Commercial communications gear to take stress off Marine tactical systems in Iraq

26 Aug 2004 | Sgt. Matt Epright 1st Marine Logistics Group

Marines can rig a field communications network, including radio, phone and e-mail connectivity, in less than a day. They can then tear everything down, move to a different location and set it all back up quickly and efficiently.

During last year's invasion of Iraq, these skills contributed to the Marines' ability to keep their drive to Baghdad at a rocket's pace. But, with most of the Corps' units holding stable positions this year, gear designed for rapid set up, constant movement and short-term use has operated continuously, in one location, since the Marines' arrival.

Blazing desert heat, exposure to sand and dust, drastic temperature changes from day to night and constant use are taking their toll on the tactical communications gear that Marines use here.
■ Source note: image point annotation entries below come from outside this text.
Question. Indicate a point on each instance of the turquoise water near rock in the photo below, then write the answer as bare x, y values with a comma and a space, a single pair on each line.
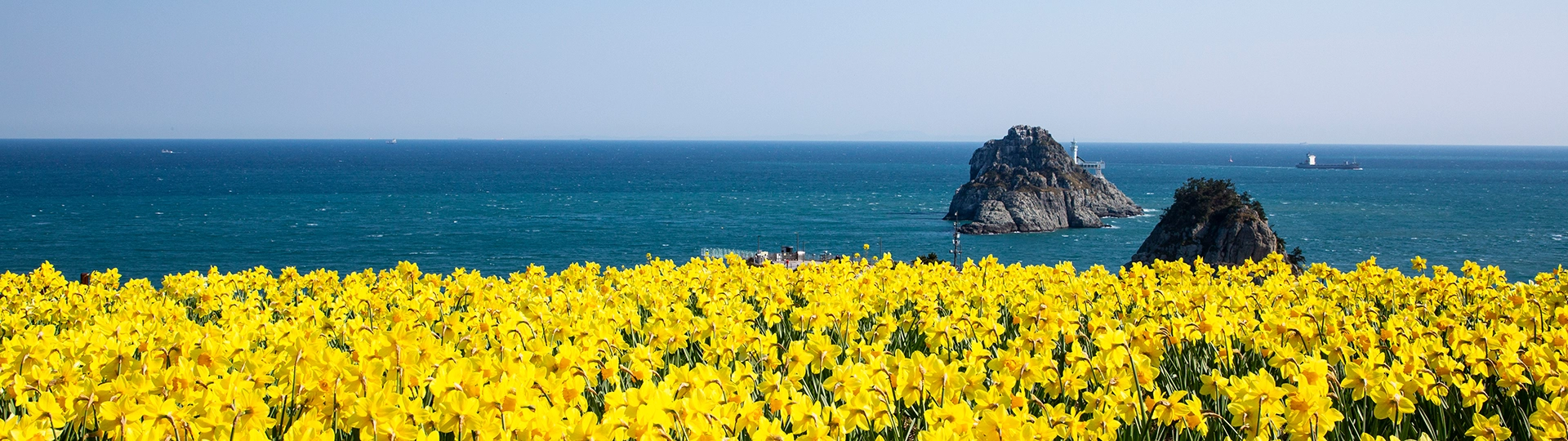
501, 206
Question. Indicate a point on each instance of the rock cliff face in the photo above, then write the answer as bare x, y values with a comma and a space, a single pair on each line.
1027, 182
1211, 220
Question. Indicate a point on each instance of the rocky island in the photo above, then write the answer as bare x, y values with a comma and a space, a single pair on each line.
1027, 182
1213, 221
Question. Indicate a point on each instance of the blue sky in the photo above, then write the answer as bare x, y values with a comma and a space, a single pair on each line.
1396, 73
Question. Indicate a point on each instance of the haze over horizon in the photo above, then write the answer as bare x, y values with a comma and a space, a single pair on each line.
1338, 73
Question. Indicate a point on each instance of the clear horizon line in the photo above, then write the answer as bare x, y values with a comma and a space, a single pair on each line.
773, 140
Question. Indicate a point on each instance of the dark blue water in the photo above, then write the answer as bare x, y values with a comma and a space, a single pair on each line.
499, 206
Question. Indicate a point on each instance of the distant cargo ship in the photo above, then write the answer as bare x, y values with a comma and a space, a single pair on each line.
1312, 162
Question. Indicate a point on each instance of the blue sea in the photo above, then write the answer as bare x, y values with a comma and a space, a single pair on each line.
168, 206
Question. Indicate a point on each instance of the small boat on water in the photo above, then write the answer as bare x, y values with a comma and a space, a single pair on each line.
1312, 162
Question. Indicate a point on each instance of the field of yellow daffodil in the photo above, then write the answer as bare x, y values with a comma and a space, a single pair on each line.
715, 349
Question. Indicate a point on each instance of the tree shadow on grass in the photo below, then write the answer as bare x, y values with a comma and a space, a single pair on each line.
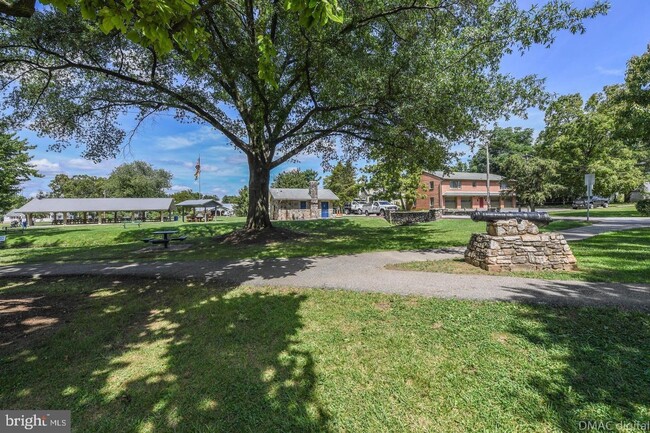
600, 369
157, 356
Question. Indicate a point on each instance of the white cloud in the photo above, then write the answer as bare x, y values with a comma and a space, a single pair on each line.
178, 188
174, 142
615, 72
84, 164
202, 135
45, 166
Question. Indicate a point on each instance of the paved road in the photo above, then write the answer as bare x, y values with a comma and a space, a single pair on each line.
366, 273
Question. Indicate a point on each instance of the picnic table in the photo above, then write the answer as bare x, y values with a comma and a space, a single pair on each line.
165, 237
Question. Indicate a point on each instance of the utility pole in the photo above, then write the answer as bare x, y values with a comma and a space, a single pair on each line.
487, 174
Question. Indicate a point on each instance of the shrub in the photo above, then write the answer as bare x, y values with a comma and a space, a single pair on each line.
643, 206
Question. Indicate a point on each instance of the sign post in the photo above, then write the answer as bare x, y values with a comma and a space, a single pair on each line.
590, 179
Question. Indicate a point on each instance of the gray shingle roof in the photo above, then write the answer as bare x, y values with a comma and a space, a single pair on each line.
461, 175
45, 205
300, 194
199, 203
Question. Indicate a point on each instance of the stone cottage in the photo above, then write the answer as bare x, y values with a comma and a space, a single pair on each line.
301, 203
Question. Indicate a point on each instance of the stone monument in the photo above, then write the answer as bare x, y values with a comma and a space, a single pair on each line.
513, 243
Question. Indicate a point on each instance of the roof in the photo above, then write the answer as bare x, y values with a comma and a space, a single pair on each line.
300, 194
453, 193
199, 203
463, 175
14, 213
96, 205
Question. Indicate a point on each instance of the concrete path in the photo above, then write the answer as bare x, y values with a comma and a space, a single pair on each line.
367, 273
602, 225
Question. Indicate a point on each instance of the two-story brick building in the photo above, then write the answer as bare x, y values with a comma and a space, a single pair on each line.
460, 190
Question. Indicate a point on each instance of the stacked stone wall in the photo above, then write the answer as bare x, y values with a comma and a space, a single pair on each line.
516, 246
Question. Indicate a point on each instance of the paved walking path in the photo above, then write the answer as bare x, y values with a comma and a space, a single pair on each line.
367, 273
603, 225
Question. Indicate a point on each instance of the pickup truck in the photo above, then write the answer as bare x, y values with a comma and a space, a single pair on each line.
356, 207
379, 208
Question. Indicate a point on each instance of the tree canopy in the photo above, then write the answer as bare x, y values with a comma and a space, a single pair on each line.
296, 178
77, 186
138, 179
402, 78
580, 137
15, 168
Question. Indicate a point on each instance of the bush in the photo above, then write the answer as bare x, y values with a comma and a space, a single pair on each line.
643, 206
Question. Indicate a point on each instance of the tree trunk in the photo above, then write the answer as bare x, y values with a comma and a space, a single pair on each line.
258, 217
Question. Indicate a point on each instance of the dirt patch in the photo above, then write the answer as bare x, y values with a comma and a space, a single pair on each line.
383, 306
161, 249
23, 317
257, 237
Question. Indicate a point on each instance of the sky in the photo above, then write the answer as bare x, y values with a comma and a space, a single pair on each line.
573, 64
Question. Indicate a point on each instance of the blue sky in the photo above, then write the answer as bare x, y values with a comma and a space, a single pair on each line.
575, 63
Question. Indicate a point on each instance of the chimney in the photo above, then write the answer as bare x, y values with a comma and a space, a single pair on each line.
313, 193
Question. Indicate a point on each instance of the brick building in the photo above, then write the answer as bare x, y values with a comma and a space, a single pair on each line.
460, 190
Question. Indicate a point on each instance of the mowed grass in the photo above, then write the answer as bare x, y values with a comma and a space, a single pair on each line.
323, 237
159, 356
614, 210
610, 257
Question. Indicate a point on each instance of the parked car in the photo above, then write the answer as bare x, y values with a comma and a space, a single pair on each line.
381, 207
596, 201
356, 207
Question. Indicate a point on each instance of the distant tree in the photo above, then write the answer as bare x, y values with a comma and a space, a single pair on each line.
342, 181
531, 180
229, 199
15, 168
77, 186
503, 142
393, 183
241, 202
186, 194
138, 179
295, 178
580, 137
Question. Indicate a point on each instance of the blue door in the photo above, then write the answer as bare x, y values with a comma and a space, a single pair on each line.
324, 209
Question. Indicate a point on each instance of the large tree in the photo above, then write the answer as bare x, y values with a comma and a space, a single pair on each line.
138, 179
401, 77
295, 178
580, 137
15, 168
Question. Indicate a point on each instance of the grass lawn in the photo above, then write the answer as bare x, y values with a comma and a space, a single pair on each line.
617, 256
157, 356
325, 237
614, 210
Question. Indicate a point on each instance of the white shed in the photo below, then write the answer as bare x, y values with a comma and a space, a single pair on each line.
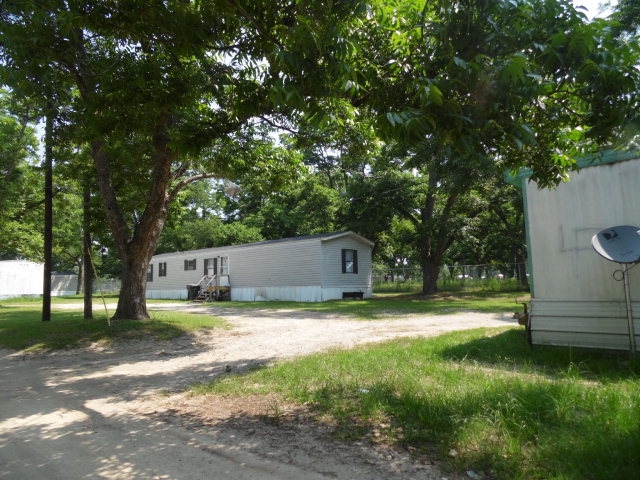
20, 278
305, 269
576, 301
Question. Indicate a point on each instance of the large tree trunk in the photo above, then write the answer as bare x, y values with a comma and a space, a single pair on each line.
132, 301
430, 273
136, 244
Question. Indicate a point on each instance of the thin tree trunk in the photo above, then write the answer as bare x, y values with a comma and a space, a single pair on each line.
48, 214
87, 267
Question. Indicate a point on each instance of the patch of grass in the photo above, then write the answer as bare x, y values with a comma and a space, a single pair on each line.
22, 328
387, 305
483, 399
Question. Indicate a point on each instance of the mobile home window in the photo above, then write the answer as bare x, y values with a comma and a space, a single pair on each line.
349, 261
224, 265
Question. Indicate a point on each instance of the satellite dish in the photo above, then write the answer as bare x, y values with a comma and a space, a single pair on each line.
619, 244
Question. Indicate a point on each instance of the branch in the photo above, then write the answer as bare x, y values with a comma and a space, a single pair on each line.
183, 183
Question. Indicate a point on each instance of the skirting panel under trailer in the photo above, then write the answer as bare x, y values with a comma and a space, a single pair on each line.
583, 323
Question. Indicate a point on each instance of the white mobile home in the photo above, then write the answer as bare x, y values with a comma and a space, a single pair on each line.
20, 278
306, 269
576, 298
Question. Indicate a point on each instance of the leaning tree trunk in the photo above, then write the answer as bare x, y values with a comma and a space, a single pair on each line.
137, 245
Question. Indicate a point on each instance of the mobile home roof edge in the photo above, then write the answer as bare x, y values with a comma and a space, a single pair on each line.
599, 158
323, 237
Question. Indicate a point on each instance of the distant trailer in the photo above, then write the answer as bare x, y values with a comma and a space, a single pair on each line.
305, 269
20, 278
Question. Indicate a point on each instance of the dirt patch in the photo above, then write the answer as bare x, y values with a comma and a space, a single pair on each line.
119, 411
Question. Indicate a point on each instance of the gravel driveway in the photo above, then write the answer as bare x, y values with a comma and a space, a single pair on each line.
117, 412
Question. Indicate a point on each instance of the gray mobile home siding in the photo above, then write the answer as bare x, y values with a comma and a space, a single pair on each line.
300, 269
575, 299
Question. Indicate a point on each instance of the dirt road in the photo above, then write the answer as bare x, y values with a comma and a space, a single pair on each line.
117, 412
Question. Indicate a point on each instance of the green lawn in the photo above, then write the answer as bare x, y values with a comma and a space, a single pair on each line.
22, 328
482, 400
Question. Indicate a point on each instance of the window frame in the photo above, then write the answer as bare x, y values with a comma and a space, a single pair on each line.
349, 261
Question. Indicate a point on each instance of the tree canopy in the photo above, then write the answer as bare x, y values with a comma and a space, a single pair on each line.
428, 99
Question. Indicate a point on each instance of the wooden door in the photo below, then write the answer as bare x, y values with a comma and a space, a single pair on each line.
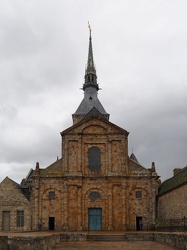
6, 220
95, 218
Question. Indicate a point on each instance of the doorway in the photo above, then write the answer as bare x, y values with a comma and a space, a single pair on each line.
95, 218
6, 220
51, 223
139, 224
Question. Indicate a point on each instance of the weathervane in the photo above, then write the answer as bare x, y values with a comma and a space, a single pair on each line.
89, 27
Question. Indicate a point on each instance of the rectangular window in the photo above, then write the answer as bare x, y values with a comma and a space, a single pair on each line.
138, 194
20, 218
52, 195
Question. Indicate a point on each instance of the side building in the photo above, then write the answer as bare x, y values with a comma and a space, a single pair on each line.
171, 202
95, 185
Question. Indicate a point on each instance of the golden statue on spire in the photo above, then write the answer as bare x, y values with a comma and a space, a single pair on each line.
89, 27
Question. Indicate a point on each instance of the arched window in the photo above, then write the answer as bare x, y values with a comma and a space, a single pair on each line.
94, 196
94, 158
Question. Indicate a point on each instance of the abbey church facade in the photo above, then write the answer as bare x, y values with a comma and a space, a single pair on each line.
95, 185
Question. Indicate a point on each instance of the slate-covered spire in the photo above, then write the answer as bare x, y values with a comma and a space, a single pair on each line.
90, 87
90, 71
To take the strain off this equipment, the I Marine Expeditionary Force is making a switch to a "commercialized" system throughout its bases in Iraq.

The swap will allow I MEF Marines to take most of their gear back to the United States with them, while still leaving a communications network in place for units from the II MEF, which is scheduled to relieve them next spring.

Here, at the headquarters for the 1st Force Service Support Group, the Marines are replacing above-ground copper wiring with buried fiber-optic cable. They are also using the opportunity to hard-wire most of the units here into one base-wide network, which is expected to greatly improve the quality of contact between units.

The core of the new system is a multi-cable "spine," made up of lines for phones, e-mail and Internet, which winds through almost the entire camp.

To protect the expensive cables from damage, Marines from the Group's Communications Company have spent the last six months digging between 60 and 100 kilometers of ditches, to bury the cables, said Gunnery Sgt. Michael B. Sipple, the Group's data systems chief.

"It's a slow process. It just has to be done the right way," said Sgt. Brian P. O'Rourke, a 23-year-old native of Marinette, Wis., who is in charge of the rotating 4- to 6-person crew that digs the ditches and lays the cable. "If it's done right the first time, we won't have to redo it."

While a small tractor with a big dirt-digging chainsaw, known as a "ditch witch," plows most of the longer trenches, the Marines have to do a lot of the remaining work, including digging loose sand out of the tractor-dug troughs, using nothing more than shovels and pick-axes, said Sipple, a 35-year-old resident of Silverton, Ore.

As the ditch diggers lay the new lines through other units' areas, they split them off, so that other Marines from the company can then connect them to junction boxes. This is how they add various units into the network.

Though a lot of work is necessary to set up the new system, the Marines say it will require less work to operate.

The new system is faster, more reliable and more redundant, cutting down on time required for repairs, said Sgt. Alfonso J. Cortes, who leads the teams making the junction box connections.

"One of these lines could get cut and data would still find its way to where it needs to go," said Cortes, a 25-year-old Los Angeles native. "It's going to make life a lot easier out here for us."

Making this switch to commercially purchased communications gear isn't cheap. Just one of the 10-kilometer spools of fiber-optic cable costs about $26,000 and the Marines have used three so far, said Chief Warrant Officer 2 Jay Shivers, the company's operations officer and a 35-year-old native of Pitman, N.J.

The total cost of the project here will carry a price tag of approximately $5 million, said Lt. Col. James B. Fritz, the Group's communications officer.

Even though the new system is expensive, the Marines are getting their money's worth, as it takes the stress off of the military gear and the Marines running it, said Fritz, a 45-year-old native of Peru, Ind.

"It will free up military equipment, and it will free up military personnel from running the communications on this base," Fritz said.

The Marines can then redeploy to their original units and the gear can be sent back to the United States and refurbished before it burns out and replacements have to be bought.

The project officer at Marine Corps Systems Command is still in the process of procuring most of the larger equipment, including e-mail servers and switches. The Group is also having a prefabricated "telecommunications facility" built to house the new equipment.

"It will be easier for contractors to come in here and run it," said Fritz. "Eventually, that's our desire."

The Marine Corps will be taking the commercially purchased gear, except the buried cable, with it when it completes its mission in Iraq, said Fritz, adding that the cable can be used by whomever takes over the base when the Marines depart.